On Wednesday, visitors trickled into the Ohio state pavilion booth, which includes a map of Ohio’s most iconic places and an exhibit on several children’s initiatives championed by Gov. Mike DeWine, First Lady Fran DeWine and Lt. Gov. Jim Tressel.
“I wanted to come here, we wanted to see the sights here. We figured once in a lifetime,” said Carolyn Golamb of Fremont, who was visiting Washington, D.C. with her husband, Mark.
The fair has been a source of controversy after multiple musicians scheduled to perform at a kickoff concert withdrew, citing political concerns.
The event was organized by Freedom 250, a White House-backed group that has been accused of usurping the government’s official America250 commission, created by Congress 10 years ago for the same purpose. In addition, many elements of the fair have pushed a partisan message, such as President Donald Trump’s campaign-style rally on June 25 and events like “MAHA Mondays.”
Amid the controversy, attendance at the fair has been sparse.
Rep. Dave Taylor, R-Ohio, attributed the light turnout not to politics, but to forecasts of triple-digit heat this week.
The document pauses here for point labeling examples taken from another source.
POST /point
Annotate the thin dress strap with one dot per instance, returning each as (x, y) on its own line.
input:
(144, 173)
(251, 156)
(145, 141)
“The weather is going to hold numbers down a little bit,” he said. “There’s a lot of walking to go from one place to another here, and people are here visiting with little kids. I think you’re going to see the numbers pick up as we get closer to Saturday for sure.”
Several visitors from Ohio said they did not notice any partisanship at the fair.
“That is the reason why I’m here, is because all of us have made a big positive contribution to what makes America great. And it’s not just one group or one party or anything. It’s all of us together,” said Toledo native Cassandra Newsome.
“It’s the 250th anniversary. No matter who was in power at the time, I still would be here,” said Mark Golamb.
The fair runs June 25 to July 10 on the National Mall.